Dedicated to God, heart, soul, mind and body; Saul was
deeply entrenched in the teachings of Master Teacher, Gamaliel. Thoroughly
educated in the Hebrew faith of his heritage, pleasing God became Saul’s pearl
of great price
His choleric temperament drove him to drink deeply, when
others merely sipped from life‘s cup. Competitors quickly fell short of Saul’s
driving passion to be a “Pharisee of Pharisees.” In quenching that thirst, he
launched his crusade in defense of the Almighty. The self-sufficient,
impetuously hot-tempered law student threw down the gauntlet defending Jewish
monotheism against the heretics of this prophet called Jesus.
En route to Damascus, Saul made a life-changing
discovery: life did not center in his values and beliefs. Suddenly, Jesus took
on a whole new dimension, as the fire-breathing exponent of Jewish Legalism
recognized a new perspective!
No longer able to look upon humanity “according to the
flesh”, Saul discovered “God was in Christ, reconciling us to Himself” and he
became a new man. , Paul now found himself an ambassador for Christ (2
Corinthians 5:16; Romans 1:16-18).
In the cross of
Christ,
Saul of Tarsus
experienced resurrection and empowerment
to live a new
life.
“And I, “said Jesus, “if I be lifted up from the earth,
will draw all men to Myself” (John 12:32 NASV).
Death came to Jesus, “that men … should cease to live for themselves,”
and “live for him who for their sake died and was raised to life” (2
Corinthians 5:15 NEB).
Saul of Tarsus, a Hellenist Jew with a Pharisee’s
pedigree as long as his arm, experienced a metamorphosis in meeting Jesus. That
encounter transformed the arrogant Pharisee into a humble follower of Jesus,
the Christ, and Saul, the terrorist from Tarsus, became Paul, the Apostle of
Christ to the Gentiles.
The message of
the cross empowered the transformed Saul
to disengage
from racism, culturalism, and creedalism and
be
metamorphosed into Paul, the zealous Christian Apostle.

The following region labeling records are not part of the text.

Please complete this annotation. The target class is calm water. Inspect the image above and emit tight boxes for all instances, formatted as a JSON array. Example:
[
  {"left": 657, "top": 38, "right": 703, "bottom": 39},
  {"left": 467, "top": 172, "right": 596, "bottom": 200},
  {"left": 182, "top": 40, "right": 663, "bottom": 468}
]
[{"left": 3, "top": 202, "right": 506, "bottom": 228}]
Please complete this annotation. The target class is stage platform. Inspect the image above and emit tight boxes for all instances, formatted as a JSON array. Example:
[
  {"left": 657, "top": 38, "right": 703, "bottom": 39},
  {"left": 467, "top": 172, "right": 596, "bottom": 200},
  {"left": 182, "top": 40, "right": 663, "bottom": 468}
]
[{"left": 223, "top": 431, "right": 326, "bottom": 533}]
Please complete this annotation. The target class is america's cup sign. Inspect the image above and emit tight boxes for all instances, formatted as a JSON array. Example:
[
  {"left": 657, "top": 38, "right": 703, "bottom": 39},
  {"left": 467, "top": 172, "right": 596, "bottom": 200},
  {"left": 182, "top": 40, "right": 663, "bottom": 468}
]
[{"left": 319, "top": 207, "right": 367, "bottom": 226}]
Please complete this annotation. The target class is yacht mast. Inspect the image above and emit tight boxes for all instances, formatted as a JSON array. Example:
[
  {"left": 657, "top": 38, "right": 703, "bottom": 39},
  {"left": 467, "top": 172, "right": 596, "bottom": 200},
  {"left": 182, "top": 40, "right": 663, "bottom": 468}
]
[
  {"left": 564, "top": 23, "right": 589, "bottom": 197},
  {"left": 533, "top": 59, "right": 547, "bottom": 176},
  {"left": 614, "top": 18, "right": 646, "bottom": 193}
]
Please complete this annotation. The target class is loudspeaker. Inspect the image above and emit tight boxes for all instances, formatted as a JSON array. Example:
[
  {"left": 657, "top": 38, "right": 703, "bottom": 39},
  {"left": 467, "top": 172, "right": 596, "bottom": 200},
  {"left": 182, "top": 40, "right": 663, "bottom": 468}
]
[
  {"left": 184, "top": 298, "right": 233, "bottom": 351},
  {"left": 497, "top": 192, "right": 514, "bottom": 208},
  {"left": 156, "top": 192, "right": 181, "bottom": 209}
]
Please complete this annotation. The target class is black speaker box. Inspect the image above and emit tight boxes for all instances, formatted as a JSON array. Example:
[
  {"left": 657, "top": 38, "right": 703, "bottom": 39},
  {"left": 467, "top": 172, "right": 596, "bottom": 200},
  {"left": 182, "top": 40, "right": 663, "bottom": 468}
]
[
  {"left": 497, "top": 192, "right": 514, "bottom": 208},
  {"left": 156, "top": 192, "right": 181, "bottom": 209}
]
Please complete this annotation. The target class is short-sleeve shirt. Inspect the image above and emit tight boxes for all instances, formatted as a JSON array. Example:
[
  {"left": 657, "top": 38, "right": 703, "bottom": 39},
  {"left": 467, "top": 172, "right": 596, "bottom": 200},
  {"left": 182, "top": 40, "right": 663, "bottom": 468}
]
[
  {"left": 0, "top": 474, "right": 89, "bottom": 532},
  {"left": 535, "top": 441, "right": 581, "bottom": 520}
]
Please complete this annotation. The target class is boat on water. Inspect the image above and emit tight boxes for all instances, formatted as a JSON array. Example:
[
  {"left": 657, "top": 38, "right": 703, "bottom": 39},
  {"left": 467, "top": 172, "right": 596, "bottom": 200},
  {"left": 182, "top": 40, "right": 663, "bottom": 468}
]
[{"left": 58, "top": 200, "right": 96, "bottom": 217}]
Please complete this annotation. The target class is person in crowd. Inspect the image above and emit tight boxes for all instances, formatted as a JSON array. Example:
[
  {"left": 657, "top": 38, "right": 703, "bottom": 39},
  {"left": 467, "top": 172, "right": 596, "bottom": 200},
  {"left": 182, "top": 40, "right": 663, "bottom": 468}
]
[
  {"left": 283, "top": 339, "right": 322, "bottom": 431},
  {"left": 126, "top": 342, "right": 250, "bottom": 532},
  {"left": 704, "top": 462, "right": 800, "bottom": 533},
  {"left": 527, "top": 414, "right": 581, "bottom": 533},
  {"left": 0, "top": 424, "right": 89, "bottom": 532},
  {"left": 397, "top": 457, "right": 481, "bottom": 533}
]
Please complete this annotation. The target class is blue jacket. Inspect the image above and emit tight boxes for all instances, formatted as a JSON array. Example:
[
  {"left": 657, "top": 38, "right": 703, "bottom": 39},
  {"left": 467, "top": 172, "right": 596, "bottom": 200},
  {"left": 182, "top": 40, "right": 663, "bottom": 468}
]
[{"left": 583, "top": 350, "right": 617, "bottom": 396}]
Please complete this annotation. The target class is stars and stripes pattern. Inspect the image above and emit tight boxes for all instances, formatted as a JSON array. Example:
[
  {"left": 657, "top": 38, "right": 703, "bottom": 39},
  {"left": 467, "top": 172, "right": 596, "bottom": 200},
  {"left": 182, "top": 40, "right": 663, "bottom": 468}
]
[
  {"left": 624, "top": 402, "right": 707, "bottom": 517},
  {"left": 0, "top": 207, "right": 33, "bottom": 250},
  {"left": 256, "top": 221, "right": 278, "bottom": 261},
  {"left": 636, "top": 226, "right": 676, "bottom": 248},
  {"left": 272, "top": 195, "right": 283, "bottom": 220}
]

Through the cross, God empowered Jesus to overcome sin
and death through the resurrection and enable Christ‘s disciples to live like
Christ, or as “little Christ’s.
Paul consequently confessed, “For through the Law I died
to the Law, that I might live to God.” Thus, he reasoned, “I have been
crucified with Christ, and it is no longer I who live, but Christ lives in me;
and the life which I now live in the flesh I live by faith in the Son of God,
who loved me, and delivered Himself up for me” (Galatians 2:19-20, NASV).
Through the
cross
Saul found
power to become Paul,
a man with a
vision of hope for human potential.
Saul went into his spiritual cocoon a sinful worm;
Paul came out a grace-full butterfly, enjoying
G od’s
R ichest
A t
C hrist‘s
E xpense.
From then on, Paul regarded no person from a worldly
point of view; rather, he saw the cross of Christ as a divine invitation given
to all:
Beneath
the cross of Jesus [I] gladly take my stand
. . .
The
very dying form of One Who suffered there for me;
And
from my smitten heart with tears, Two wonders I confess--
The
wonders of His glorious love And my unworthiness.

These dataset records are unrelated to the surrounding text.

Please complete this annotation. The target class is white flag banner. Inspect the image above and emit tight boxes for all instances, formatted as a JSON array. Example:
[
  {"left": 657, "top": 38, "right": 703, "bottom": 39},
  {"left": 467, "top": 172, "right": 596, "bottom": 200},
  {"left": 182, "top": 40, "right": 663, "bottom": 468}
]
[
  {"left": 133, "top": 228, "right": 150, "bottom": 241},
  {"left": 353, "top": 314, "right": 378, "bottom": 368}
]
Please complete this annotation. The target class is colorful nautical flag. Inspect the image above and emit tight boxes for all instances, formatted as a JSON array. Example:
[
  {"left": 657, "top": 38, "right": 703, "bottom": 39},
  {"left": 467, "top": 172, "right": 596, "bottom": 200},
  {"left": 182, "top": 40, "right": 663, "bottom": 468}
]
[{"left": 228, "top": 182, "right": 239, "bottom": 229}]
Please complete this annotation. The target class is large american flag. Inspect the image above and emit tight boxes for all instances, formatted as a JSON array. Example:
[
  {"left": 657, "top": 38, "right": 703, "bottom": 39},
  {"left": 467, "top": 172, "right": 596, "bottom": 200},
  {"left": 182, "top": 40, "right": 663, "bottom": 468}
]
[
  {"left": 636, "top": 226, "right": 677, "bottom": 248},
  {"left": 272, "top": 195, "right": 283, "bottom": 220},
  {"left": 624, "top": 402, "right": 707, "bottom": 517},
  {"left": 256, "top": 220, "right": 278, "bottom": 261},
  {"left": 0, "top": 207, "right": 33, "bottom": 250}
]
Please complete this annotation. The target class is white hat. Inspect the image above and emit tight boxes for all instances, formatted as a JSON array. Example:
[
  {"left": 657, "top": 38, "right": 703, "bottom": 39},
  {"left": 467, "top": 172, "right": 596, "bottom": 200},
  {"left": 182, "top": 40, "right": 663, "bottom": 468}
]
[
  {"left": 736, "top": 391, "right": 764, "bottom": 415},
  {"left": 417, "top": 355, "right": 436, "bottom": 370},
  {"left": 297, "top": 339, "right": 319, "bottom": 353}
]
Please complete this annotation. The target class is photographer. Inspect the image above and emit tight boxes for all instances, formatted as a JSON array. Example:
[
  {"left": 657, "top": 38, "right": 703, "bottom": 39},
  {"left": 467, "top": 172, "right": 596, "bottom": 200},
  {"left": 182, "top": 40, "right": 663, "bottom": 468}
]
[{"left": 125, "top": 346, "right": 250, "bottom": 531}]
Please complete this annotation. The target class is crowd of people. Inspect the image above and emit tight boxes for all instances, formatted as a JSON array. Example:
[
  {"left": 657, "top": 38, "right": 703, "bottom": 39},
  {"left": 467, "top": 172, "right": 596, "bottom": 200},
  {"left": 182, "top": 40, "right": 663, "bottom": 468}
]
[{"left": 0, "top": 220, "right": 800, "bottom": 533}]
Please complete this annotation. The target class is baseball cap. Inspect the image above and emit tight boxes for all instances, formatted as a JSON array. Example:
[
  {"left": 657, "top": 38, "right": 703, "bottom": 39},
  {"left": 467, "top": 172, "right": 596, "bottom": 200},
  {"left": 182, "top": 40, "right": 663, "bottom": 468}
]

--Elizabeth C. Clephane, 1872
The church, concluded Dietrich Bonhoeffer, is “our hope
for the present and the future.” He followed in the wake of our Ancient Fathers
who said, “God [is] our Father, the Church our Mother, Jesus Christ our Lord,
[and] that is our Faith. Amen.”1
__________________________________________________________________
1
Mary Bosanquet, The Life And Death of Dietrich Bonhoeffer. (New York:
Harper & Row, Publishers, 1968), p. 65.